Ralph Waldo Emerson, 1843; also attributed to Niccolo Machiavelli
There can be no doubt that Donald J. Trump is unqualified by character and temperament to be President of the United States. There is little doubt, based on his words and actions in public – at rallies, on television, on twitter and elsewhere – that he has committed offenses that might properly be defined as “high crimes and misdemeanors” – a quaint constitutional phrase that has no precise definition. The report of the Special Counsel, Robert S. Mueller, has documented these words and actions in excruciatingly painful detail.
Many of his 2016 campaign staff and members of his administration have been indicted and some have been convicted of various felonies, including perjury, violations of campaign finance laws, receiving and using information stolen from US intelligence agencies by foreign operatives, and meeting with agents of foreign, perhaps hostile, governments. Investigations continue into his personal and corporate finances and it is possible that additional evidence of serious crimes may be disclosed when this financial information becomes available. Congress should continue vigorously to pursue these investigations.
What shall be done? The Department of Justice has a policy of long-standing, to which Robert Mueller adhered, that a President cannot be indicted or tried for a federal crime. This policy does not have a basis in federal law nor has it been tested in a court, but it remains the policy. It might be tested. But according to this policy the only constitutional remedy for a felonious President is impeachment. The twenty-fifth amendment provides a different remedy for a President who is judged, by his or her own administration, to be incompetent due to physical, mental or emotional disability.
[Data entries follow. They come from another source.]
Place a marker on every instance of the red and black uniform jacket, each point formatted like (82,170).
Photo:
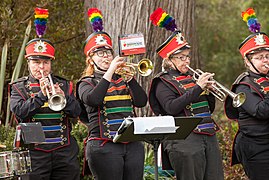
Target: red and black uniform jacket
(252,116)
(29,105)
(176,94)
(108,103)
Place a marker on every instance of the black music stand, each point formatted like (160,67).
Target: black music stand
(186,125)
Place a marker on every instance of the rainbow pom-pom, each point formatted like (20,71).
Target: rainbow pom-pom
(160,18)
(41,19)
(95,18)
(249,16)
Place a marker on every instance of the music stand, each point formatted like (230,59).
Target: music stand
(186,125)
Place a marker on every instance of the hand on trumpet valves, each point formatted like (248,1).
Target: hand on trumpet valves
(44,84)
(116,63)
(58,89)
(205,80)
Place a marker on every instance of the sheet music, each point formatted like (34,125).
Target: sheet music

The founders wisely made impeachment an extremely difficult and therefore rarely attempted process. They clearly did not want the President to be removed for “mal-administration” – i.e. disagreement by Congress with his or her governmental policies
House Speaker Nancy Pelosi said a few months ago that impeachment should be based on overwhelming evidence, irrefutable facts, and bipartisan consensus. I agree with her. In the current circumstances that would imply a large, bipartisan, majority in the House of Representatives and a necessarily bi-partisan 2/3 majority in the Senate. A partisan vote of impeachment in the House followed by a partisan acquittal in the Senate would not remove the President, it would result in further rancorous division in the country, and it would enable the President and his supporters to claim – without cause – that he had been “vindicated.”
Twice in our nation’s history the House of Representatives has impeached the President and a trial has been conducted in the Senate. In 1867 President Andrew Johnson was acquitted by one vote, decisively cast by Senator Edmund G. Ross of Kansas who believed that the President should not be removed for purely political disagreement. Ross gained a place in John F. Kennedy’s Profiles in Courage for that vote. In 1998 President Bill Clinton was impeached by the House on a narrowly partisan vote; the vote in the Senate to convict – again, narrowly partisan – failed to attain even a simple majority. In 1974 President Richard Nixon, sensing that there was a bipartisan consensus for his impeachment, resigned from the Presidency rather than face impeachment.
In the current situation, the bipartisan consensus that impeachment requires may be attained as investigations continue. In the meantime, the majority in the House of Representatives is not helpless. There are several proposals – short of a vote of impeachment – that have been suggested. They should be explored and debated. But in my opinion impeachment by the House of Representatives should await a bipartisan consensus – or be postponed until the people’s vote in November, 2020.
If you strike the king, you must kill him.
John T. Ames
Chestertown
George R. Shivers says
The chance of getting a bipartisan majority to impeach may be difficult, even impossible, in today’s Republican Party in Congress and the Senate. In my view, however, that doesn’t mean that Congress should not attempt to impeach Trump. Congressional hearings on impeachment could create a groundswell of popular sentiment to bring Trump to justice, one that even Republicans could not resist. If not, at least the message would have been sent to the American people in 2020 that Trump is unfit to be president. Despite Nancy Pelosi’s resistance, I believe that the Democratic majority in the House of Representatives should move forward with impeachment.
Deirdre LaMotte says
Of course Trump should be impeached. And of course the
Senate would not hold a vote; our country is in trouble. We
have a huge decency deficit, to put it mildly, and there are
no decent Republicans in office. They are terrified of “his”
tweets. One Republican Representative has spine and he deserves the Profile in Courage award next year. So, given the situation, our House
was elected not to protect those in tough districts but to uphold
our Constitution. Do the job and impeach this horrible lier who is ruining all that is good in our world. Literally.